Nessa noite, milhares de huguenotes (protestantes) que tinham chegado à Paris para assistir ao casamento entre um de seus principais defensores, o príncipe Enrique de Navarra (futuro Enrique IV) com a princesa Margarida de Valois, foram massacrados pelos católicos, em um episódio cujas verdadeiras motivações ainda continuam obscuras, de acordo com muitos especialistas.
Luís Alfonso de Bourbon, duque de Anjou, proprietário da cabeça que Stéphane e Charlier consideram como a de Enrique IV, iniciou os trâmites para poder restitui-la à basílica de Saint-Denis, no norte de Paris e que é o panteão dos reis da França.
O nobre, filho do falecido Alfonso de Bourbon, primo irmão do atual rei da Espanha, Juan Carlos I, espera presidir a cerimônia de restituição da cabeça, um ato que pode lhe apresentar perante a opinião pública como o legítimo herdeiro da coroa. Desde 1848, quando foi derrubado Luís Felipe de Orleans e criador da outra dinastia que também reivindica o trono, ninguém ocupou mais o posto de rei da França.
Enrique de Orleans, conde de Paris e atual chefe dessa dinastia, considera que as provas de autenticidade da cabeça do primeiro Bourbon "se aproximam mais de um romance que da verdade científica ou histórica", segundo disse ao jornal "Le Figaro".
O certo é que a cabeça tem uma história bastante novelesca.
Assassinado em 1610, Enrique IV foi enterrado na basílica parisiense de Saint-Denis, onde seu corpo permaneceu até 1793, quando o mausoléu real foi profanado, em pleno "terror" revolucionário, e muitos dos cadáveres foram decapitados e enterrados em uma vala comum.
Em 1817, com a restauração monárquica, Luís XVIII ordenou a exumação e reintegração dos restos reais ao mausoléu, mas a cabeça de Enrique IV não apareceu.
A pista da relíquia se perdeu até que em 1919 o antiquário Joseph Émile Bourdais acreditou tê-la encontrado entre os móveis e utensílios de uma pintora de Montmatre, onde a comprou por três francos.
Obstinado, o antiquário passou a vida inteira tentando provar a autenticidade de seu achado.

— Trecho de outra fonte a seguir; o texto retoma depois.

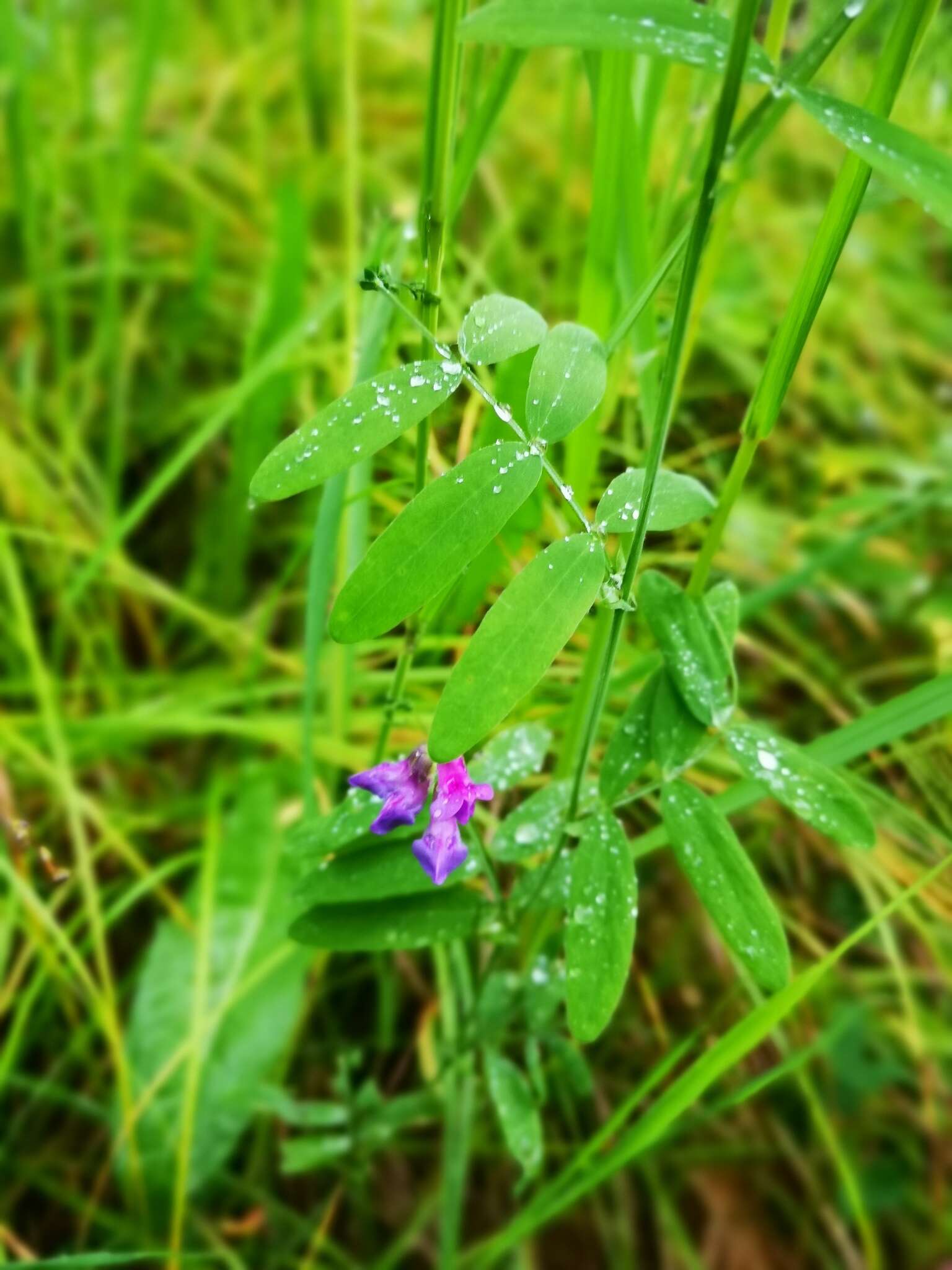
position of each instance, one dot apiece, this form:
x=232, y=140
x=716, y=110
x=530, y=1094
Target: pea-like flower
x=404, y=788
x=441, y=850
x=456, y=793
x=403, y=785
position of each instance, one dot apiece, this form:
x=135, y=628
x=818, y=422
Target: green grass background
x=186, y=193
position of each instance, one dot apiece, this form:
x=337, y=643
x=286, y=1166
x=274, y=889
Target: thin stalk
x=434, y=216
x=726, y=106
x=748, y=138
x=814, y=280
x=327, y=528
x=597, y=293
x=777, y=24
x=482, y=123
x=455, y=1002
x=200, y=1010
x=496, y=407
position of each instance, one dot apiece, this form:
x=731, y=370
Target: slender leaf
x=676, y=30
x=918, y=169
x=499, y=327
x=433, y=540
x=676, y=733
x=311, y=841
x=536, y=825
x=694, y=648
x=599, y=930
x=512, y=756
x=724, y=605
x=402, y=922
x=517, y=642
x=726, y=883
x=630, y=748
x=245, y=1030
x=566, y=383
x=677, y=500
x=813, y=791
x=368, y=417
x=375, y=871
x=516, y=1108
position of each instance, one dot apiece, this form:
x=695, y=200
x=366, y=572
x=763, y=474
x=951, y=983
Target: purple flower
x=403, y=786
x=456, y=793
x=441, y=849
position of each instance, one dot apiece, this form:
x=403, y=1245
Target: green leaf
x=536, y=825
x=375, y=871
x=918, y=169
x=676, y=500
x=724, y=605
x=726, y=883
x=810, y=790
x=599, y=930
x=571, y=1066
x=516, y=1108
x=433, y=540
x=245, y=1032
x=566, y=383
x=368, y=417
x=512, y=756
x=311, y=841
x=694, y=648
x=384, y=925
x=103, y=1260
x=546, y=887
x=314, y=1151
x=676, y=733
x=630, y=748
x=517, y=642
x=676, y=30
x=499, y=327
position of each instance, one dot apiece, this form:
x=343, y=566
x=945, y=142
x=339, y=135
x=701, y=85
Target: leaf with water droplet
x=917, y=168
x=630, y=748
x=676, y=500
x=499, y=327
x=599, y=929
x=677, y=30
x=810, y=790
x=433, y=540
x=512, y=756
x=517, y=642
x=566, y=383
x=694, y=647
x=726, y=883
x=536, y=825
x=676, y=733
x=516, y=1106
x=400, y=922
x=368, y=417
x=376, y=870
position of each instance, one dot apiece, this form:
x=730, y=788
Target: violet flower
x=403, y=785
x=456, y=793
x=441, y=849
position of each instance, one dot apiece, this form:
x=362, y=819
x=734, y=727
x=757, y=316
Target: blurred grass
x=174, y=247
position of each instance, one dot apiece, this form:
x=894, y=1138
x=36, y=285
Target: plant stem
x=814, y=280
x=434, y=215
x=748, y=138
x=327, y=528
x=726, y=106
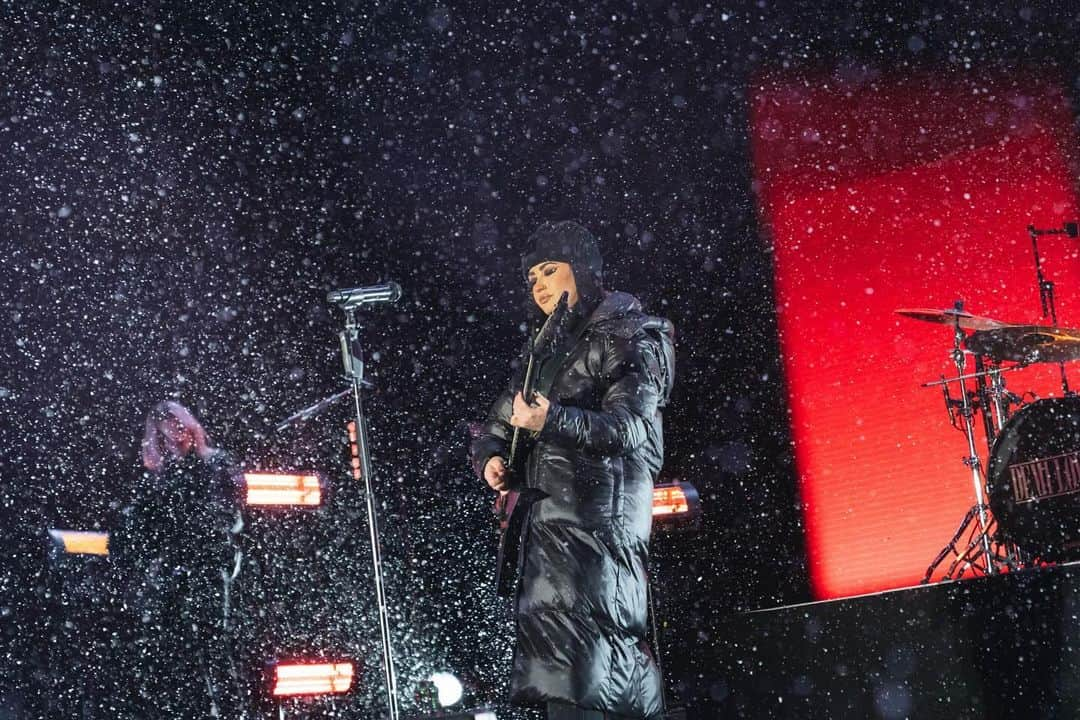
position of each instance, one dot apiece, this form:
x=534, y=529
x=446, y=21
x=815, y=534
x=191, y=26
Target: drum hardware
x=1026, y=344
x=979, y=545
x=952, y=317
x=1047, y=286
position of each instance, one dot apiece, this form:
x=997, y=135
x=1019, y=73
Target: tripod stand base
x=974, y=557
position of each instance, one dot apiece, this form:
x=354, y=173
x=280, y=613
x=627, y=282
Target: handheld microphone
x=366, y=295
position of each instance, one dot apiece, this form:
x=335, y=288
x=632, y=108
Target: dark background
x=181, y=184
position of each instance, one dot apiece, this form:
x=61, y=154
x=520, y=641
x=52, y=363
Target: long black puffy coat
x=581, y=602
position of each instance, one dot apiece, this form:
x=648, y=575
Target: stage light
x=675, y=506
x=283, y=489
x=293, y=679
x=448, y=687
x=78, y=542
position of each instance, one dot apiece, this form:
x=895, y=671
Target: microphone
x=366, y=295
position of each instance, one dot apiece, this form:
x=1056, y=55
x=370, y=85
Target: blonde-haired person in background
x=177, y=546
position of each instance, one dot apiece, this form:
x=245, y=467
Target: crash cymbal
x=1026, y=343
x=968, y=322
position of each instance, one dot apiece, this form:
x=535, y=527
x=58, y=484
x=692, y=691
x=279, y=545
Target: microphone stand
x=353, y=360
x=309, y=412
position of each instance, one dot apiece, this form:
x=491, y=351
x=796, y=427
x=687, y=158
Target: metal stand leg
x=968, y=412
x=352, y=357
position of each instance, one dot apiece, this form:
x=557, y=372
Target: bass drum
x=1034, y=478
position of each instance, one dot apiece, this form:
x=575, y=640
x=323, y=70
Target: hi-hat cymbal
x=1026, y=343
x=967, y=321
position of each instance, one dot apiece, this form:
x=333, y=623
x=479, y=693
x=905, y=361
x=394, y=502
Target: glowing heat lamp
x=312, y=678
x=77, y=542
x=675, y=505
x=281, y=489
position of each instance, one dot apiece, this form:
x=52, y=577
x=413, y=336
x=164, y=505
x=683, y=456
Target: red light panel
x=279, y=489
x=312, y=678
x=669, y=500
x=882, y=194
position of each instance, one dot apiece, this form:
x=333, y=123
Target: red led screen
x=881, y=194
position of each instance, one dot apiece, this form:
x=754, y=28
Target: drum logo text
x=1036, y=479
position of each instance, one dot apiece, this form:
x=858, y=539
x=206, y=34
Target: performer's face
x=549, y=280
x=178, y=439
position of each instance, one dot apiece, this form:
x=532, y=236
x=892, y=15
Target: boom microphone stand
x=1047, y=286
x=353, y=360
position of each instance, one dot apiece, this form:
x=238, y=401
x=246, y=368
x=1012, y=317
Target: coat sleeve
x=630, y=401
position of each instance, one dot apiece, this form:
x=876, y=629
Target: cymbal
x=968, y=322
x=1026, y=343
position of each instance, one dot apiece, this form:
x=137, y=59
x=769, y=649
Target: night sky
x=181, y=185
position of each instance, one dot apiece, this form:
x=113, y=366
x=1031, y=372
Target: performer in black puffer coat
x=581, y=602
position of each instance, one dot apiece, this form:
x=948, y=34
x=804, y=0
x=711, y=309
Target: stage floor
x=1002, y=647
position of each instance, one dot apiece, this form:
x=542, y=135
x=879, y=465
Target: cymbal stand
x=979, y=555
x=1047, y=286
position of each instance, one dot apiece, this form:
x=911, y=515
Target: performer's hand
x=529, y=417
x=495, y=473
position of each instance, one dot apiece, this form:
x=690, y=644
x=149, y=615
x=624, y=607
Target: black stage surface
x=1000, y=647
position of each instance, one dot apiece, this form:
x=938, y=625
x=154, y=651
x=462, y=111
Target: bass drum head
x=1034, y=478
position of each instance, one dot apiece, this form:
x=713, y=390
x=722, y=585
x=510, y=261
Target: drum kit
x=1027, y=494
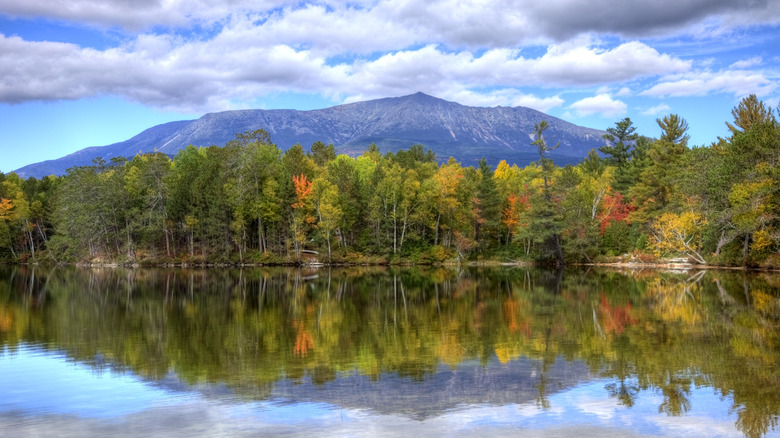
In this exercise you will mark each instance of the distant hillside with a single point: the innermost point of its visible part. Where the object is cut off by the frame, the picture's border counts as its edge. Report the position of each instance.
(447, 128)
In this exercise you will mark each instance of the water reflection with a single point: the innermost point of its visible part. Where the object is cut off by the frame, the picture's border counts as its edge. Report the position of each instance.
(419, 344)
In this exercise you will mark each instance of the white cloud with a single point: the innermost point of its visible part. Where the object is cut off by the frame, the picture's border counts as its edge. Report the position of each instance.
(737, 82)
(461, 23)
(601, 104)
(196, 76)
(747, 63)
(655, 110)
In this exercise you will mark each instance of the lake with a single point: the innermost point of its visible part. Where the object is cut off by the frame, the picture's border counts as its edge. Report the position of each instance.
(388, 352)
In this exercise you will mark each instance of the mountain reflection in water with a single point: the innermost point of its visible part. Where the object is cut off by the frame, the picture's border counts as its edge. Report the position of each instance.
(421, 345)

Sem sucesso.
Já com idade avançada, Bourdais tentou ceder a cabeça ao Museu do Louvre. O museu a rejeitou e, por isso, o antiquário a cedeu aos Bellanger, um casal apaixonado pela história, que se comprometeu em comprovar a sua autenticidade.
Durante anos percorreram arquivos e bibliotecas em busca de pistas que mostrassem que a cabeça era do primeiro Bourbon da França.
Até que os avanços tecnológicos permitiram a análise de DNA e uma reconstrução facial através da computação gráfica, permitindo aos pesquisadores afirmar "com 100% de certeza que se trata da cabeça de Enrique IV", segundo disse Stéphane Gabet à Agência Efe.
Com esses novos fatos, os legitimistas pediram às autoridades francesas que Luís Alfonso possa presidir a reintegração dos restos ao mausoléu real.
Os orleanistas temem a realização da cerimônia e que se repita o sucedido em 2004, quando Luís Alfonso liderou os atos de restituição em Saint-Denis do coração do Delfim Luís Carlos de Bourbon, que para os legitimistas é Luís XVII, o filho de Luís XVI, falecido em 1795, aos 10 anos de idade, na prisão do Temple de Paris sem ter chegado ao reinado.
O conde de Paris se apoia, sobretudo, nos estudos do historiador Philippe Delorme, que foi taxativo ao dizer à Efe que "não se pode afirmar que a cabeça achada seja a de Enrique IV".
As provas de DNA não são conclusivas e a reconstrução facial "é pouco científica" para este especialista, cujos trabalhos permitiram identificar o coração de Luís XVII.
A batalha entre dinastias se torna uma controvérsia entre cientistas em torno de uma cabeça que, por enquanto, os Bourbon guardam em um cofre bancário.
Uma disputa sobre um monarca que marcou a história por assinar o Edito de Nantes - no dia 13 de abril de 1598 - que selava uma frágil reconciliação entre católicos e huguenotes, encerrando anos de guerras internas na França.